The brain contains more zinc than virtually any other organ in the body. Concentrations are particularly high in the hippocampus, the region most directly associated with memory formation, and in the prefrontal cortex.
This is not coincidental. Zinc is an essential cofactor for over 300 enzymes and a structural component of hundreds of proteins involved in gene expression and cellular signalling. In the brain specifically, it plays regulatory roles in glutamate transmission, GABA function, BDNF activity, and neurogenesis that place it among the most functionally important trace minerals for cognitive performance.
Yet zinc deficiency, or more commonly, sub-optimal zinc status that doesn’t meet clinical deficiency criteria but impairs function, is far more prevalent than most people realise.
Zinc’s Roles in Neural Function
Synaptic Zinc and Glutamate Signalling
Zinc is co-released with glutamate from certain excitatory synapses in the brain, particularly in the hippocampus. This synaptic zinc acts as a modulator of NMDA and AMPA receptors, fine-tuning the strength and timing of excitatory signals.
The precision of this modulation is central to synaptic plasticity: the strengthening and weakening of synaptic connections that underlies memory encoding. Too little synaptic zinc disrupts this regulation. Research in zinc-deficient animals consistently shows impaired hippocampal plasticity and spatial memory deficits.
BDNF and Neurogenesis
Brain-derived neurotrophic factor (BDNF) is the primary growth protein for neurons, often described as Miracle-Gro for the brain. Zinc is required for the maturation and secretion of BDNF, as well as for the function of its primary receptor, TrkB.
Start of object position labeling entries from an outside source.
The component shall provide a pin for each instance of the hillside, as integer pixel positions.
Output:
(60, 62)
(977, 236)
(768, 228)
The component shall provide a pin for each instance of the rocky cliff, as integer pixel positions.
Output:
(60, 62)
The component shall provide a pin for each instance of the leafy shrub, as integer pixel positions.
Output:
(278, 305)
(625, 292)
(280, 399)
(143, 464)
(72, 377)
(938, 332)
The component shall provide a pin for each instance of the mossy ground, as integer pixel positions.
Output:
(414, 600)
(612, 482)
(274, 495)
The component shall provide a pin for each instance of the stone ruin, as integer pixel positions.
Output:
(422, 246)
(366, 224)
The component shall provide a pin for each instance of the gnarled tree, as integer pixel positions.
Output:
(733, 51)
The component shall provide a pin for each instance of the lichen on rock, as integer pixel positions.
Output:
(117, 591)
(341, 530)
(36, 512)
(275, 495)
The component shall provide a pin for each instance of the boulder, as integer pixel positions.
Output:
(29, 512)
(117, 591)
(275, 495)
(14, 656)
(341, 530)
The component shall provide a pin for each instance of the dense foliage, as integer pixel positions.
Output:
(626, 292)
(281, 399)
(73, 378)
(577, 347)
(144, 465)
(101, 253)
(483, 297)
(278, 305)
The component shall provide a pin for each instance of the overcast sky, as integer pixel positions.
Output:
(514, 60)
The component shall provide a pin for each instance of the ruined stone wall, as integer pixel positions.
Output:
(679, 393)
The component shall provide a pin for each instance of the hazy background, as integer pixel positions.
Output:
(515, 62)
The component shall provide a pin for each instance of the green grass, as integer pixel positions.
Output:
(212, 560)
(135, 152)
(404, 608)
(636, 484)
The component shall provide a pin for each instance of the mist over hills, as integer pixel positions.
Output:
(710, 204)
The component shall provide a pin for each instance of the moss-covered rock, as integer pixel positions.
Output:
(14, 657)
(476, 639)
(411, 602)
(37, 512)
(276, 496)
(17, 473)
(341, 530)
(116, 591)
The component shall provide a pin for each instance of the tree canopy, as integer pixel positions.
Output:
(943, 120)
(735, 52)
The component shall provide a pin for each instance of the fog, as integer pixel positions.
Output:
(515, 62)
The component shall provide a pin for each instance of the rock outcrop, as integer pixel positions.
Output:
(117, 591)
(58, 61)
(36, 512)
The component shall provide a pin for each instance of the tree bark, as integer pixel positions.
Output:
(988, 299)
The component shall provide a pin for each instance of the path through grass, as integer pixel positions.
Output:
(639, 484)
BDNF supports the survival of existing neurons, promotes the growth of new synaptic connections, and facilitates adult neurogenesis in the hippocampus. Zinc deficiency impairs BDNF signalling at multiple points in this pathway, with predictable consequences for the plasticity and learning-related processes BDNF governs.
Antioxidant Defence
Zinc is a structural component of superoxide dismutase (SOD), one of the brain’s primary antioxidant enzymes. It also maintains the integrity of metallothioneins, proteins that bind and neutralise reactive metals like copper and iron that can generate damaging free radicals in neural tissue.
Adequate zinc status is therefore important not just for active neural signalling but for protecting the structural integrity of neurons against oxidative damage over time.
Zinc and Cognitive Function: The Evidence
In zinc-deficient populations, studied extensively in regions with low dietary zinc, deficiency is associated with impaired attention, learning, and memory, as well as increased rates of depression and anxiety. Supplementation in these contexts consistently improves cognitive outcomes.
In Western populations, where overt deficiency is less common but sub-optimal status is widespread, the picture is more nuanced. Observational studies find associations between lower plasma zinc and poorer cognitive performance, particularly in older adults. Interventional research has found improvements in memory and attention following zinc supplementation in older adults with low baseline levels.
The mood connection is also supported by research. Multiple studies have found associations between low zinc and depression, with meta-analyses of supplementation trials showing reductions in depressive symptoms. The proposed mechanism involves zinc’s regulatory role in glutamate and GABA systems, both of which are implicated in mood disorders.
Who Is Most at Risk of Sub-Optimal Zinc Status
Zinc is found primarily in animal products, oysters contain more zinc per serving than any other food, with red meat and shellfish also being rich sources. Plant foods contain zinc, but also phytates, compounds in grains and legumes that bind zinc and significantly reduce its absorption.
This makes people following plant-based diets particularly susceptible to low zinc status, even when dietary zinc intake appears adequate on paper. Phytate-to-zinc ratios in the diet are a more accurate predictor of zinc status than absolute zinc intake.
Other risk factors include: older age (reduced absorption), high alcohol intake (increases excretion), gastrointestinal disorders affecting absorption, and chronic use of medications including some diuretics and ACE inhibitors.
Supplementation and Forms
Zinc supplementation is widely available and generally well-tolerated at moderate doses. Several forms differ meaningfully in bioavailability.
→ Zinc glycinate and zinc bisglycinate: among the best-absorbed forms, with minimal gastrointestinal side effects. Generally the preferred choice for supplementation.
→ Zinc citrate: good bioavailability, widely available.
→ Zinc gluconate: commonly used in lozenges; moderate bioavailability.
→ Zinc oxide: the most common form in cheap supplements; poor bioavailability. Significantly less effective than other forms.
An important caution: zinc and copper compete for absorption, and high-dose zinc supplementation over time can deplete copper status, itself an important mineral for neurological function. Long-term zinc supplementation above 25-40mg daily should generally include a small amount of copper (1-2mg) to maintain balance. This interaction is well-established in the research and frequently overlooked in supplementation guidance.
This article is for educational purposes only and does not constitute medical advice. Consult a qualified healthcare professional before beginning any supplement protocol.